This week my main goal was to get a Part of Speech (PoS) tagger up and running. After some searching and testing I decided to use the Natural Language Toolkit (NLTK.org). While it has to be installed (as opposed to running in a jar or python egg) it runs quickly and effectively. It provides a huge host of options and does a good job. While still not perfect, it works smoothly and more than satisfies our needs.
However, because I was using an existing library, it didn’t take nearly the whole week. So I moved on to next weeks goals, which were to generate an ontology to represent the corpus using thesauri and the identified PoS words. This was slightly complicated as the current state-of-the-art approach only enables equivalence associations.

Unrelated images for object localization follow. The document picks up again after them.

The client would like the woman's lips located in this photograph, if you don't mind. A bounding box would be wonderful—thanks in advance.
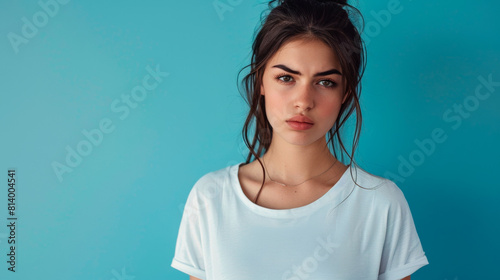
[286,121,314,130]
[286,114,314,130]
[287,115,314,123]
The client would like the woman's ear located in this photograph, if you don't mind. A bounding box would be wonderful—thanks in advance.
[260,84,265,96]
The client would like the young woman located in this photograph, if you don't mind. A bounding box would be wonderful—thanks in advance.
[172,0,429,279]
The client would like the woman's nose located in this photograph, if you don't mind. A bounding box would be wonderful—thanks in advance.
[293,83,315,111]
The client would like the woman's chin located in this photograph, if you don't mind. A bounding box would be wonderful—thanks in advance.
[273,133,327,148]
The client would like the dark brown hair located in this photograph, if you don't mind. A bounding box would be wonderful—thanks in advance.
[237,0,369,204]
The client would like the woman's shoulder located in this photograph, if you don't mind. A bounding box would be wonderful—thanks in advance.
[188,163,236,196]
[349,164,386,187]
[351,164,408,206]
[195,164,234,182]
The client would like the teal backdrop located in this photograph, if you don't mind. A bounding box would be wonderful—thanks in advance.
[0,0,498,279]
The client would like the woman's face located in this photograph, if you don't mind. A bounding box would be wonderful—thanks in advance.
[261,37,347,147]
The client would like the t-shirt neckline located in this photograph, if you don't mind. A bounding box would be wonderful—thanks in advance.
[230,161,354,219]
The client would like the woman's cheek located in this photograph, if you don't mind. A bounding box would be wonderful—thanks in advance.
[320,104,342,126]
[264,97,278,125]
[264,95,285,128]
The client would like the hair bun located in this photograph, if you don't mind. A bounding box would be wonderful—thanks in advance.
[316,0,348,5]
[270,0,348,6]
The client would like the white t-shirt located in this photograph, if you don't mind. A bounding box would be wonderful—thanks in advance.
[171,162,429,280]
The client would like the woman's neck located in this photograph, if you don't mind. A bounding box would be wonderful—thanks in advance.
[260,137,341,185]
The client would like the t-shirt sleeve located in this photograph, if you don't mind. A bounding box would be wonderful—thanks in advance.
[171,176,209,279]
[378,180,429,280]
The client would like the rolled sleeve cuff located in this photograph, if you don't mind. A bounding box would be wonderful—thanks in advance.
[378,254,429,280]
[171,258,206,280]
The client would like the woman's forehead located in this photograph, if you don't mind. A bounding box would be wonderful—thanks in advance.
[266,38,342,71]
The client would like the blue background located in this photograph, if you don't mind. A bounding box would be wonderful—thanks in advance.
[0,0,498,279]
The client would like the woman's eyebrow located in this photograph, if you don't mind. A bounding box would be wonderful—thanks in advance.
[272,64,342,76]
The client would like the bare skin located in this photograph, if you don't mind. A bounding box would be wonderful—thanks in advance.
[238,155,347,209]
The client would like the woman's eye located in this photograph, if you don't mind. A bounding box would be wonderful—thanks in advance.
[319,80,336,88]
[277,75,294,83]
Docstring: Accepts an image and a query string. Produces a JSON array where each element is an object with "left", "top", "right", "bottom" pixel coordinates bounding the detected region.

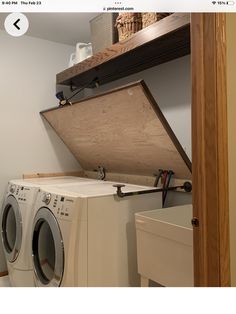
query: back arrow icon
[{"left": 13, "top": 19, "right": 20, "bottom": 30}]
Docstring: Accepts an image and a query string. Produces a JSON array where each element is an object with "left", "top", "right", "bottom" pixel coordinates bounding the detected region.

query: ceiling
[{"left": 0, "top": 13, "right": 98, "bottom": 46}]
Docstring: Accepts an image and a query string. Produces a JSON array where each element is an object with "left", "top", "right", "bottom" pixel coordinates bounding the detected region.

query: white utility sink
[{"left": 135, "top": 204, "right": 193, "bottom": 287}]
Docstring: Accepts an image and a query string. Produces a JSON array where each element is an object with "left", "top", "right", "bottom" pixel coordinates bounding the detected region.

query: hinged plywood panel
[{"left": 41, "top": 81, "right": 191, "bottom": 180}]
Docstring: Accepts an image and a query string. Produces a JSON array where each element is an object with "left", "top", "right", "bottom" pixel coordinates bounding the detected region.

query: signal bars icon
[{"left": 212, "top": 1, "right": 235, "bottom": 4}]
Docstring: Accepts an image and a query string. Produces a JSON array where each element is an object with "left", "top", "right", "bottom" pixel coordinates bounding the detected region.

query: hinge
[{"left": 97, "top": 166, "right": 106, "bottom": 180}]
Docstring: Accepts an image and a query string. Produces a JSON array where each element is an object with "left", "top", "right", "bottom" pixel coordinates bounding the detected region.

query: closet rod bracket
[{"left": 113, "top": 181, "right": 192, "bottom": 198}]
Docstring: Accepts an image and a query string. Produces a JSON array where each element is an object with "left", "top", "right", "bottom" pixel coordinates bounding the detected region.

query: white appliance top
[
  {"left": 42, "top": 181, "right": 154, "bottom": 198},
  {"left": 9, "top": 176, "right": 96, "bottom": 187}
]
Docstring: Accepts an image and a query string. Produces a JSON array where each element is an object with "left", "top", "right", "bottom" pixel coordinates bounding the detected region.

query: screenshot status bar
[{"left": 0, "top": 0, "right": 236, "bottom": 12}]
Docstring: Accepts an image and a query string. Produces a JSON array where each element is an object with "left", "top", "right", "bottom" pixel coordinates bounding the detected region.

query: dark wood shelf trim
[{"left": 56, "top": 13, "right": 190, "bottom": 87}]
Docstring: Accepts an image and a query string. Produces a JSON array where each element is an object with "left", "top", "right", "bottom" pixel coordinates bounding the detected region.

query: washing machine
[
  {"left": 31, "top": 182, "right": 162, "bottom": 287},
  {"left": 0, "top": 176, "right": 99, "bottom": 287}
]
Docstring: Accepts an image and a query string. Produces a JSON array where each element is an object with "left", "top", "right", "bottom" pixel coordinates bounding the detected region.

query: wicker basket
[
  {"left": 115, "top": 13, "right": 142, "bottom": 41},
  {"left": 142, "top": 13, "right": 171, "bottom": 29}
]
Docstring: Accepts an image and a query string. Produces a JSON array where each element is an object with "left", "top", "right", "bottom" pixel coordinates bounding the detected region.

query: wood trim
[
  {"left": 0, "top": 271, "right": 8, "bottom": 277},
  {"left": 216, "top": 14, "right": 231, "bottom": 287},
  {"left": 23, "top": 171, "right": 85, "bottom": 179},
  {"left": 191, "top": 13, "right": 230, "bottom": 286}
]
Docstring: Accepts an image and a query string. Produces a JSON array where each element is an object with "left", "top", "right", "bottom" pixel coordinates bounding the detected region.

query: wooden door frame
[{"left": 191, "top": 13, "right": 230, "bottom": 286}]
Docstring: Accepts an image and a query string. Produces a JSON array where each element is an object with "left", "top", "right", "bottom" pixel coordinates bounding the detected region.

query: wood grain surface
[
  {"left": 56, "top": 13, "right": 190, "bottom": 87},
  {"left": 191, "top": 13, "right": 230, "bottom": 287},
  {"left": 41, "top": 81, "right": 191, "bottom": 180},
  {"left": 23, "top": 171, "right": 85, "bottom": 179}
]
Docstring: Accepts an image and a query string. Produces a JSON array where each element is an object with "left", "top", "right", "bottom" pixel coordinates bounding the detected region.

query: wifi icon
[{"left": 212, "top": 1, "right": 217, "bottom": 3}]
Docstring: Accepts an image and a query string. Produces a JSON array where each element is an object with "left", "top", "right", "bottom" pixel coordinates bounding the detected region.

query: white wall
[{"left": 0, "top": 30, "right": 80, "bottom": 272}]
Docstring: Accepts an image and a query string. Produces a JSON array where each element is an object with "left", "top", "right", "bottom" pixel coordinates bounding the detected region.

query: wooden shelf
[{"left": 56, "top": 13, "right": 190, "bottom": 88}]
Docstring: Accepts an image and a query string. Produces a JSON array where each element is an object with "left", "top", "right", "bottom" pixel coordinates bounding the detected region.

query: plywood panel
[{"left": 41, "top": 81, "right": 191, "bottom": 180}]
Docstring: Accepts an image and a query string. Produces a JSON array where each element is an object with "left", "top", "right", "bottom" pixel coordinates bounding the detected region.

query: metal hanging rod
[{"left": 113, "top": 181, "right": 192, "bottom": 198}]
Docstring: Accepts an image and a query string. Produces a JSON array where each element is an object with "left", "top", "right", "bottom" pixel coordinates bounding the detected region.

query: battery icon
[{"left": 227, "top": 1, "right": 235, "bottom": 4}]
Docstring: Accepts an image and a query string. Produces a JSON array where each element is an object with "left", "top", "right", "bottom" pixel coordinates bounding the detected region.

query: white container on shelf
[{"left": 69, "top": 43, "right": 93, "bottom": 67}]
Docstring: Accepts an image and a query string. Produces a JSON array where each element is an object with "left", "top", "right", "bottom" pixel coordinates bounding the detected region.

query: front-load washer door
[
  {"left": 1, "top": 195, "right": 22, "bottom": 263},
  {"left": 32, "top": 207, "right": 64, "bottom": 287}
]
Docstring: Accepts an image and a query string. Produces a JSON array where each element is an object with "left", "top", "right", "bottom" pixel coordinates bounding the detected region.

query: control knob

To improve this I came up with a fairly novel approach to enable the inference of subclasses based upon synonym symmetry. That is, if you have two words, lets say Cow and Mammal, we can infer that cow is a subclass with the following process. Use the thesauri to look up all synonyms for cow and for mammal. We would find things like the following: cow->steer, mammal, bessie, milk, etc mammal->animal, classification, etc. Thus, we would see that while mammal is a synonym for cow, cow is NOT a synonym for mammal. What does that mean? Simply that ALL cows are mammals, but that NOT ALL mammals are cows. Or in other words, cow is a subclass of mammal.
While this approach is not perfect, and introduces so possible weird associations (as not all synonyms make sense within a given context), initial testing suggests that this can greatly increase the ability of our technique to determine coverage. With this, I have most of the code completed to generate an ontology using a thesauri lookup algorithm. I also have same non-formal test cases to go with this.